En un período corto de tiempo hemos pasado de una sociedad electromecánica a una sociedad microelectrónica. Y, claro, esta nueva sociedad genera unas características nunca antes vistas ni imaginadas que, hasta lograr la adaptación total, deja tras de sí una ingente cantidad de víctimas. Es la sociedad de los cambios acelerados y sucesivos, de la inmediatez, de la espontaneidad, de las soluciones para todo, de lo posible, de lo imposible, de lo humano y de lo divino. Todo este elenco de características esenciales y, a priori, potencialmente positivas para las personas, por la gestión imprecisa que hacemos de ellas se torna contra nosotros. Esto obedece a una incapacidad del ser humano de delimitar lo material de lo personal. Hemos unido, casi hasta difuminarlo, todo lo humano a todo lo material. Y ahí radica el error. Sin renegar jamás a nuestro tiempo, debemos aprovechar toda la fuerza y todo el poder que dimanan de esta actualidad para seguir avanzando y progresando en todos los órdenes de nuestra vida, pero sin olvidar jamás que lo más importante del proceso somos nosotros. Que no todo se ha de basar en un valor material y cifrado, sino que el valor humano no posee dígito alguno, tan sólo entrega, afecto, compañía, ayuda, apoyo, gestos, complicidad… y que todo esto es la esencia misma de toda existencia.

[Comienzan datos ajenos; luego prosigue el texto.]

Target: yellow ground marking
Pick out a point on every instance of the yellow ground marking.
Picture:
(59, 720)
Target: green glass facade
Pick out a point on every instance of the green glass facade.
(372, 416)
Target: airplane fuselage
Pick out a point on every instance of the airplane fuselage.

Por tanto, sin renegar de ningún avance, de ninguna novedosa condición, de progresos, de adelantos, es perfectamente compatible, sin llegar al paroxismo, poner lo humano como eje vertebrador de nuestro funcionamiento regular de vida. La ciencia y la técnica han de funcionar activamente a favor del ser humano, no al revés.
Tomando este ideario como cierto, asumiéndolo sin que signifique una onerosa carga personal, sino como una convicción de vida, una realidad palpable, apetecible y necesaria, estaríamos más cerca de que la felicidad nos sobrevenga.
¿Por qué? Pues muy fácil (y ahora por fin doy gratuitamente la ansiada fórmula de la felicidad), porque nuestra felicidad depende de nuestra libertad interior. De este modo, podemos colegir que lo que debemos buscar es esa libertad interior y no directamente la felicidad. Porque la felicidad, como tal, no se puede buscar, no es un hecho, sino un estado no tangible, algo que te sobrecoge, no un concepto que se logra. Es, más bien, una resultante interior.
Pero, claro, entonces, ¿cómo se consigue esa libertad interior? Casi de una manera única. Y aquí viene el enorme valor de lo humano. Nuestra libertad interior depende casi en exclusiva de nuestra capacidad de darnos, somos felices dándonos, entregándonos, ofreciéndonos, concediéndonos, ayudando sin interés alguno, de manera incondicional. Este es un camino que se retroalimenta con el mero hecho de su ejecución. Y es proporcional a su propia fórmula: cuanto más me doy, más libertad interior consigo y, por consiguiente, mayor felicidad, gozo y dignidad me acoge…
Y como este hecho es fácilmente verificable, animo desde aquí a comprobarlo de una manera sincera, honesta y decidida. Dependiendo de la intensidad con que lo apliquemos, experimentaremos interiormente cómo la sensación de felicidad que se siente crece o decrece proporcionalmente al grado de entrega incondicional a quienes nos rodean.